Here we Sketch out the eye, and add some lining to the head which suggests depth and curves. Note that there is a small highlight in the pupil of the eye, details like this make alot of difference.
Here we work the side fins. Here, when adding the lines in the fin, curve them to suggest forward movement.
Here we work the back fin. This fin stretches from the upper body towards the tail. Again here, we are going to angle the lines in the fin back, to suggest forward movement.
Time for the tail area. Note that the left fin of the tail is drawn in such a way to show the tail curving around on itself.
Here is the part most people hate the most, the scales, but for me it is the easiest. A tip to help with nice smooth rounded curves that are the same size is to use a coin and trace the edge. I used a penny here, and used "in god we trust" as a guide, starting at the first letter and ending at the last to size my scales.
If you have gotten this far, and are satisfied with your sketch it is time to darken it up. Go over your design with a fine point marker or black colored pencil. We are almost done here.
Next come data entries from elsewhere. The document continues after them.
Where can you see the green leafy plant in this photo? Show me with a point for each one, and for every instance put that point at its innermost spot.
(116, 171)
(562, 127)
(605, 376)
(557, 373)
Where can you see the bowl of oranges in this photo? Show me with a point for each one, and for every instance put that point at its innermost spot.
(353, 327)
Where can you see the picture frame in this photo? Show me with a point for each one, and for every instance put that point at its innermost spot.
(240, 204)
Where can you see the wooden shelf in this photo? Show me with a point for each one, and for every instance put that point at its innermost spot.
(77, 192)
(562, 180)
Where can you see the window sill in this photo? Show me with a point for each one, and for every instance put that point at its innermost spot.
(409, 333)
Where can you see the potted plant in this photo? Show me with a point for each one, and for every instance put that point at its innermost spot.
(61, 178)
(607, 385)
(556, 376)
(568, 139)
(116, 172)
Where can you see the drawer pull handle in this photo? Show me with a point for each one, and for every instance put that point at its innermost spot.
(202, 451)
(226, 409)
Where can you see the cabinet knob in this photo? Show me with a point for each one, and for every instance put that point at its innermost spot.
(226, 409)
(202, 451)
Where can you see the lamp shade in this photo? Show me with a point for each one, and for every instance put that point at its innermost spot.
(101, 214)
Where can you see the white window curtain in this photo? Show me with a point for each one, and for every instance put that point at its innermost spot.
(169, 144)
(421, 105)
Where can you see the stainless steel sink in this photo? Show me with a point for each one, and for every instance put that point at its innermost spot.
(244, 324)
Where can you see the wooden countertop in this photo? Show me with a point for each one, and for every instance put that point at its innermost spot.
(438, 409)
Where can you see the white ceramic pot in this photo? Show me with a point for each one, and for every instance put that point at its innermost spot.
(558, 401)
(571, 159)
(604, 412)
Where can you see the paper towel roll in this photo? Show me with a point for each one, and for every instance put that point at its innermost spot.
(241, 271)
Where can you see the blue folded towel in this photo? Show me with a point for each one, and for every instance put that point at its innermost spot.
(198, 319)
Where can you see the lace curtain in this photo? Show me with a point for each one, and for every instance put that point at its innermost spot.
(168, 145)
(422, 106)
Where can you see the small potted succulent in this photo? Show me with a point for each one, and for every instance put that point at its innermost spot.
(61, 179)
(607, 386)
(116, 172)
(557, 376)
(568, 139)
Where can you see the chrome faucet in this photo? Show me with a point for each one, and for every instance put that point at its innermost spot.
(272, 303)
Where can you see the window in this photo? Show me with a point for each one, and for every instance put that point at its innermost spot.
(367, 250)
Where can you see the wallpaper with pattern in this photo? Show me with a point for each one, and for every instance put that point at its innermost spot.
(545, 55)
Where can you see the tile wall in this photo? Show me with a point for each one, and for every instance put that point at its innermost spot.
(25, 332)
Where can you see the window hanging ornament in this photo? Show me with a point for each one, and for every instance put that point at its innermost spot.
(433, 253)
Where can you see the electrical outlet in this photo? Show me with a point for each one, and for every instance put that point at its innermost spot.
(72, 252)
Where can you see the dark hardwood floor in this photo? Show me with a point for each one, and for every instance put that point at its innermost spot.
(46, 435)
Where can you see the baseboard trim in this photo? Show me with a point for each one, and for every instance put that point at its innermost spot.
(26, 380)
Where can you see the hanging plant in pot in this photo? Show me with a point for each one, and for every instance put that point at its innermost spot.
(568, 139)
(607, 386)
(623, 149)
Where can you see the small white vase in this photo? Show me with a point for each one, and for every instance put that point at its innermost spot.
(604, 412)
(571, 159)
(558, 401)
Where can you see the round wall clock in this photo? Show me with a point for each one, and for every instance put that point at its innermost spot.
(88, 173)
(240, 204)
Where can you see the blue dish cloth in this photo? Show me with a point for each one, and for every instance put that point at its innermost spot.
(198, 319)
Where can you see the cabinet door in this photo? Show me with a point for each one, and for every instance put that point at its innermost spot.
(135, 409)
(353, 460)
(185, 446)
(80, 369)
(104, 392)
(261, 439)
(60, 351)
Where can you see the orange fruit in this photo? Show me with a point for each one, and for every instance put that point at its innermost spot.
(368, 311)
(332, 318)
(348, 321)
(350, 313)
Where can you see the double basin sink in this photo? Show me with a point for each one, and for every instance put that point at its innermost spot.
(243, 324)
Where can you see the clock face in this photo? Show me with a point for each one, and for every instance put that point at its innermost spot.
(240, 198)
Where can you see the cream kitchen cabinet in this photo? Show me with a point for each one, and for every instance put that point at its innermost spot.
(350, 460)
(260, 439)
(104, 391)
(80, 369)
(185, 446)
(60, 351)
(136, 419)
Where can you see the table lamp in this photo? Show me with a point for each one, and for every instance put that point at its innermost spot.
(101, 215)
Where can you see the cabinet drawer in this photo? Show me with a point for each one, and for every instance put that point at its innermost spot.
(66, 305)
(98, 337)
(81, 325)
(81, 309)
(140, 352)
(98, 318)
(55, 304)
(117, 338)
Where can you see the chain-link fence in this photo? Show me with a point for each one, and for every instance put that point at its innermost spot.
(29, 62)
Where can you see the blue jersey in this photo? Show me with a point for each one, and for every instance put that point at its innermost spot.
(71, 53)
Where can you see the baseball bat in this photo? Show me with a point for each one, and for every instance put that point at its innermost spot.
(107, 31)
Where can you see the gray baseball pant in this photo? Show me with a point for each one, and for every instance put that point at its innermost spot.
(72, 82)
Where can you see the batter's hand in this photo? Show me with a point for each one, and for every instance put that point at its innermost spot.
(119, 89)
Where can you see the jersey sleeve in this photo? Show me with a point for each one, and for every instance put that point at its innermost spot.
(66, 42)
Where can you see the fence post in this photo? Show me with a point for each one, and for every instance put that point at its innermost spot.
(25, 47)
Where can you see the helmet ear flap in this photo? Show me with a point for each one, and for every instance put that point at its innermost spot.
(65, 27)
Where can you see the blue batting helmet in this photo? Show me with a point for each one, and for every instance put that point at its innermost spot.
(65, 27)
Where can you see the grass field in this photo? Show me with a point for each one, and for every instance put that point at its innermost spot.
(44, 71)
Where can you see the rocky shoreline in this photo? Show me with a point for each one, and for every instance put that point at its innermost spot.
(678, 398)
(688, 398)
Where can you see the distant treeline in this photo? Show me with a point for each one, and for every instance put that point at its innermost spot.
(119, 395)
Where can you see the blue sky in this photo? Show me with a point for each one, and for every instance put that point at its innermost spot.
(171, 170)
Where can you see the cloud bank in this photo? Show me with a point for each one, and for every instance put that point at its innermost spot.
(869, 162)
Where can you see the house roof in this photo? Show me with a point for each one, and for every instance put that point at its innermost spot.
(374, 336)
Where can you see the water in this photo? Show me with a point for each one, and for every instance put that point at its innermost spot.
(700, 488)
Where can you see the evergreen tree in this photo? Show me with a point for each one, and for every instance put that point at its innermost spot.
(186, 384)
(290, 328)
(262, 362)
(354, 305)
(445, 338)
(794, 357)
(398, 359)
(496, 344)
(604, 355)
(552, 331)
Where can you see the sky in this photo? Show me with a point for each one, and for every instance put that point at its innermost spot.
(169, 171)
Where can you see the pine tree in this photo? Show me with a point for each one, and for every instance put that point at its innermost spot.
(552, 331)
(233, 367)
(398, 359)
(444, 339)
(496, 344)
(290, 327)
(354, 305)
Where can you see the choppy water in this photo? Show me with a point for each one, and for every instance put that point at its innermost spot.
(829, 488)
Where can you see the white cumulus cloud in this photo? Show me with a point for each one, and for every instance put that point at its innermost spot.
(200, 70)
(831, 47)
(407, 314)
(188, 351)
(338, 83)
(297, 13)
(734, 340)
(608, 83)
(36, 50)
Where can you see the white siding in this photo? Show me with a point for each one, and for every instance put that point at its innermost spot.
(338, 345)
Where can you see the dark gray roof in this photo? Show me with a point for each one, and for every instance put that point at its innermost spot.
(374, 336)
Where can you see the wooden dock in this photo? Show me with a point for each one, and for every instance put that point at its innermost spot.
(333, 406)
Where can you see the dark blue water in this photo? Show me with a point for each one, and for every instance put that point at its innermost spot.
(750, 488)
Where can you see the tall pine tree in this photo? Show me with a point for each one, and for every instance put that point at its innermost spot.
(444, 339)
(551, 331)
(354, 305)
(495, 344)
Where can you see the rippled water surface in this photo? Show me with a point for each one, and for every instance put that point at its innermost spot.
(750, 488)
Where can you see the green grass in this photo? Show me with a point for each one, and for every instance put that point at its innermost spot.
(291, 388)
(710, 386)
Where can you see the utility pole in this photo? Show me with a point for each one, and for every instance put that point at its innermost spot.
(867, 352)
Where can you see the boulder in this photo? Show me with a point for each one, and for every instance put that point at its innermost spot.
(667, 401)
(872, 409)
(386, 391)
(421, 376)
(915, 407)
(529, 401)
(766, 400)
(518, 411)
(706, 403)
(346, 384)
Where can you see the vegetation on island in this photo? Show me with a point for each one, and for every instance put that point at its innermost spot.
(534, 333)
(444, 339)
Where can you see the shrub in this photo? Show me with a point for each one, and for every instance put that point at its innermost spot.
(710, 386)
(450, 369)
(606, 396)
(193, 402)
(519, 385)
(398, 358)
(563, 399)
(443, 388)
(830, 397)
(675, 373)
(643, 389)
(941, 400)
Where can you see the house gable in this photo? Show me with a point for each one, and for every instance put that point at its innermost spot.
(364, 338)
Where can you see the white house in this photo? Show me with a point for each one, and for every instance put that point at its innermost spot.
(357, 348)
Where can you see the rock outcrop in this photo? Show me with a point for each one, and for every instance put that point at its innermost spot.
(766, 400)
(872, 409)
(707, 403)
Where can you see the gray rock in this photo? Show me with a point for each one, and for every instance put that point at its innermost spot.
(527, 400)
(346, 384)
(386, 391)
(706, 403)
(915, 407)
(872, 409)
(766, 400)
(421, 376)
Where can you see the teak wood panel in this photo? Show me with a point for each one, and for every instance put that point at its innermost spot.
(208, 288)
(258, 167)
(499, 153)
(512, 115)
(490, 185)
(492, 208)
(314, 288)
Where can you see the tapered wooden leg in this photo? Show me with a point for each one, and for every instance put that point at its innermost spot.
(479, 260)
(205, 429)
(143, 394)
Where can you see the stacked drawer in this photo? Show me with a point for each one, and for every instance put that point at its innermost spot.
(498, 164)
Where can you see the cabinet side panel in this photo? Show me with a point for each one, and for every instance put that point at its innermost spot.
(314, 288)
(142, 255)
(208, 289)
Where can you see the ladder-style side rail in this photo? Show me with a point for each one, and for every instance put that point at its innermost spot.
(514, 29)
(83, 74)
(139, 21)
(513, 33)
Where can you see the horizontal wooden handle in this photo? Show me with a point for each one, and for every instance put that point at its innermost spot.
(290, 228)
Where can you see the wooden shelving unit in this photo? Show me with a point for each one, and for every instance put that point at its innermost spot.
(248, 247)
Now its time for the coloring, my favorite part. Here, you can be as creative as you like. Japanese artwork uses different colors and patterns. You could go a simpler route, using a nice orange and yellow as your colors. You can use your own favorite colors and design a blue, red, purple or even green koi, trust me they design them in all colors. Lastly, you can follow the design pattern I set down if you like it. I really hope this tutorial was both helpful and enjoyable and shed some light on how easy and fun these fish are to draw and design.